Figure 1: Impact of Price Increase on Demand for Gasoline
Estimating Direct Costs Assuming a Reduction in Gasoline Consumption
The fundamental law of demand states that, everything else the same, an increase in the price of a good or service will lead to a decrease in the quantity consumed. How much consumption falls depends on the nature of the good or service in question. For some goods, consumers are very sensitive to a change in price. For other goods, consumers do not respond much when the price changes. Because of the nature of gasoline, consumers are relatively insensitive to price changes---that is, the reduction in consumption of gasoline is relatively modest following an increase in price (at current levels). Nevertheless, consumption does tend to fall following an increase in the price of gasoline. It is important to take this into account because the costs of a mandated conversion to RFG will be borne by both sides of the market---consumers and suppliers.

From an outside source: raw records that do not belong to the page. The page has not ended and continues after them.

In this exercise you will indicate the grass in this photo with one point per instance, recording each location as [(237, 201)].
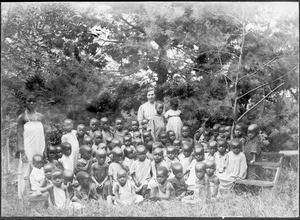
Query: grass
[(241, 204)]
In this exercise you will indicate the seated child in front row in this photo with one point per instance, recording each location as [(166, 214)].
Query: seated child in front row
[(164, 190), (140, 170), (124, 190), (236, 168), (86, 160), (212, 181), (87, 190), (177, 181), (199, 189), (99, 174)]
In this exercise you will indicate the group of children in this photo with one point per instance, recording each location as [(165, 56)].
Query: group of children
[(128, 165)]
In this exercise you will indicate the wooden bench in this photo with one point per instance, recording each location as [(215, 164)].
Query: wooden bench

The measure of the sensitivity of consumption to changes in the price is referred to as the price elasticity of demand (εp), given by the following formula:
εp = (% change in quantity consumed) ÷ (% change in price).

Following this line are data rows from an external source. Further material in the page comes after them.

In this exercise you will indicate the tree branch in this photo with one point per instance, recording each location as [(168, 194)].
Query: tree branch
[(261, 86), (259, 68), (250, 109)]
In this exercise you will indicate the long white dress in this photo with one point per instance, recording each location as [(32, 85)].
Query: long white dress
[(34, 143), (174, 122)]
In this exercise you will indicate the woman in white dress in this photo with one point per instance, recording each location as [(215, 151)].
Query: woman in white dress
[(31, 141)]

There have been a number of statistical studies of the demand for gasoline and generally the estimated price elasticity of demand for gasoline is found to be inelastic (less than unity).[3] In the following analysis, we use a conservative estimate of the price elasticity of demand of - 0.5. That is a 10% increase in price would lead to a 5% reduction in quantity of gasoline consumed. We will argue later that this leads to a very conservative estimate of the additional costs resulting from the conversion to ethanol.[4]
Household income effects. Assuming εp = - 0.5 and a 10 cents per gallon increase in price, annual consumption of gasoline in the Baton Rouge area is will decline approximately 11.4 million gallons (Table A6). But, expenditures on gasoline will increase by about $18.2 million. Alternatively, if the price rises by 15 cents, annual consumption of gasoline will decline by 17.1 million gallons, resulting in an increase in total expenditures of about $26.4 million.
Increased expenditures on gasoline caused by the conversion to RFG are equivalent to a reduction in personal income by the same amount. Thus, we estimate that the mandated use of RFG will result in a reduction of household incomes in the Baton Rouge area of approximately $18.2 to $26.4 million annually. The increase in expenditures on gas and the concomitant reduction in personal income are not offset by increased benefits elsewhere in the Baton Rouge area economy. The increased expenditures “disappear” to other parts of the state and region. Thus, the effect of a mandated use of RFG results in a redistribution of income from the Baton Rouge area economy to other locations.